LISBON, July 11 (Reuters) - Mining giant Rio Tinto has decided not to participate in a planned iron ore project worth over 1 billion euros ($1.23 billion) in Portugal, but the government remains confident it will find prospectors as other foreign firms remain interested, two sources close to the process told Reuters on Wednesday.
"The Moncorvo mines project will go ahead, but most likely without Rio Tinto," said one of the sources, adding that although formally the talks with the Anglo-Australian miner have not ended yet, the result was practically clear. "Rio Tinto is choosing to give up smaller projects and Moncorvo should be one of them."

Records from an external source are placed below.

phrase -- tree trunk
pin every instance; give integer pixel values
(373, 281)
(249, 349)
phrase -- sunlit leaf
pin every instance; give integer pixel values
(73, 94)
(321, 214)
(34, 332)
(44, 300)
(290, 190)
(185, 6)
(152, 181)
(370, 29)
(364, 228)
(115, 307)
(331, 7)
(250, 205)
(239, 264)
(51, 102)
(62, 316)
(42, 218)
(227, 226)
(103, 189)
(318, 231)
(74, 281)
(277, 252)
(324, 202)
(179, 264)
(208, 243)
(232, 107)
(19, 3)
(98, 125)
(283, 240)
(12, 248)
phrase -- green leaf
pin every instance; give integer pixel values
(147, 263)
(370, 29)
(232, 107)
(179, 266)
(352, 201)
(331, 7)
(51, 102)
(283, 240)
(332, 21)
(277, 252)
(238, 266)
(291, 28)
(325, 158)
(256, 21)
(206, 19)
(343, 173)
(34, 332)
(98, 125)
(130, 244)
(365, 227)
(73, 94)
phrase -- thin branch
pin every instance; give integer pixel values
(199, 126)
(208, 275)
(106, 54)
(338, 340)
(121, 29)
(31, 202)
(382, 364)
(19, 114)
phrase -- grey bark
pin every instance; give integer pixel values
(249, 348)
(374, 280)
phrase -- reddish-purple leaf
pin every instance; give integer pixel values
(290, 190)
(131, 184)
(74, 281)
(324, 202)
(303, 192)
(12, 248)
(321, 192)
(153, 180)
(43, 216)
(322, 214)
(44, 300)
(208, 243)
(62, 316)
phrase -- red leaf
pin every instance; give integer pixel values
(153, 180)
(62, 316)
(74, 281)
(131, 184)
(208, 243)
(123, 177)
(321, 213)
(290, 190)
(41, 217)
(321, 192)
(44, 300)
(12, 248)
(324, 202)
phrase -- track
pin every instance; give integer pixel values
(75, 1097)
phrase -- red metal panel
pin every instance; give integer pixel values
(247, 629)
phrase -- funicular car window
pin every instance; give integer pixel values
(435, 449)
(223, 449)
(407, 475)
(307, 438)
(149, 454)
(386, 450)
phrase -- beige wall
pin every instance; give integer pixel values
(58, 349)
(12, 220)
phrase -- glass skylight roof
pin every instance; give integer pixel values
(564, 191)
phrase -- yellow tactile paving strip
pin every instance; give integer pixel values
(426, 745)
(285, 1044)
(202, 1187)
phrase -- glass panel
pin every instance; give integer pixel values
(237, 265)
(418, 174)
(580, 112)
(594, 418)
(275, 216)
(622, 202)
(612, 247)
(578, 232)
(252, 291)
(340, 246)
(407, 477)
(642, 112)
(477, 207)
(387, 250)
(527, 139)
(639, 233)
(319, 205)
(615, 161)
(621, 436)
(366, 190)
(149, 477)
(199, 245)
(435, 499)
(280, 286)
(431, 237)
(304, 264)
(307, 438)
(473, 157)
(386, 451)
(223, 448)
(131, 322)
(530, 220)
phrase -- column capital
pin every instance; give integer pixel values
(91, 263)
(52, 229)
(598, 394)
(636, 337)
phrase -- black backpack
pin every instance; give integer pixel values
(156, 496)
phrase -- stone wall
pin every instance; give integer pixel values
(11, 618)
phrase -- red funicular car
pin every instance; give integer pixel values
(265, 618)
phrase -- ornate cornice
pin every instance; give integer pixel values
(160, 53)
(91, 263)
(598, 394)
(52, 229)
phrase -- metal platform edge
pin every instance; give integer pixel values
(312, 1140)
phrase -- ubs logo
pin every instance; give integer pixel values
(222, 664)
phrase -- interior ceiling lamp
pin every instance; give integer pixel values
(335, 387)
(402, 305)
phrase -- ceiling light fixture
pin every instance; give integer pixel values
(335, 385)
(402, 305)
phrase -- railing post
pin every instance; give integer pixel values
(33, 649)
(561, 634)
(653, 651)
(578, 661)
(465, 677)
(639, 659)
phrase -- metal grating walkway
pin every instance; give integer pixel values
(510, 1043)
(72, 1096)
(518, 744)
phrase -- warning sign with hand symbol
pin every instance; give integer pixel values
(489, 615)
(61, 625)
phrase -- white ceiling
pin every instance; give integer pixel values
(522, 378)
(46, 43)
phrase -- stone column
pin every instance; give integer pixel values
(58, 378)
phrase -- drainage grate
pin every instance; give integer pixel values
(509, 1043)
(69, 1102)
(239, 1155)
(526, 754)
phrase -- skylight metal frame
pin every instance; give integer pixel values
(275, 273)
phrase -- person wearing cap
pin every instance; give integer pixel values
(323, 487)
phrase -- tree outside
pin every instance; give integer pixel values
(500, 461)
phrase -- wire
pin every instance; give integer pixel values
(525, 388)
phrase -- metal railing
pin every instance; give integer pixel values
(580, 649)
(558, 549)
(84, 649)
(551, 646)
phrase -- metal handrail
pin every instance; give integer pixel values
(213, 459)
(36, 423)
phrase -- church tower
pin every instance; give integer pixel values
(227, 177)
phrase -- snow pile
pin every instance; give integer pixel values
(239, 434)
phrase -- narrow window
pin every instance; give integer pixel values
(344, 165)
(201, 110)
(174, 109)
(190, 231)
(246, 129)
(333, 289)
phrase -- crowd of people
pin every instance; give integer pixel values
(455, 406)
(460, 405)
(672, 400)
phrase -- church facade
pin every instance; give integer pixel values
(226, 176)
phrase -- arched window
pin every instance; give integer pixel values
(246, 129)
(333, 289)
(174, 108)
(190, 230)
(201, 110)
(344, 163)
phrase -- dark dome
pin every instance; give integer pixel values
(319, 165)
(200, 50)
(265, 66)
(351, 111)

Portugal's economy ministry and Rio Tinto declined to comment on the issue.
Rio Tinto had looked at Moncorvo, in northern Portugal, which holds one of the largest iron ore deposits in Europe.
But the company has said recently that given rising costs, falling commodity prices and pressure from shareholders to return capital, it is going to invest in a narrower range of mine developments, focusing on iron ore in Western Australia and Guinea and the Oyu Tolgoi copper project in Mongolia.
Portugal, which is going through its worst recession since the 1970s and is under a 78-billion euros IMF/EU bailout, is trying to draw investors to explore its mining resources that range from iron ore to gold, silver and tungsten.
Another source from the sector said the deposits will not remain untapped for long.
"The potential is still there and we have others interested: big mining companies from Brazil, China, Canada and South Korea," the source said.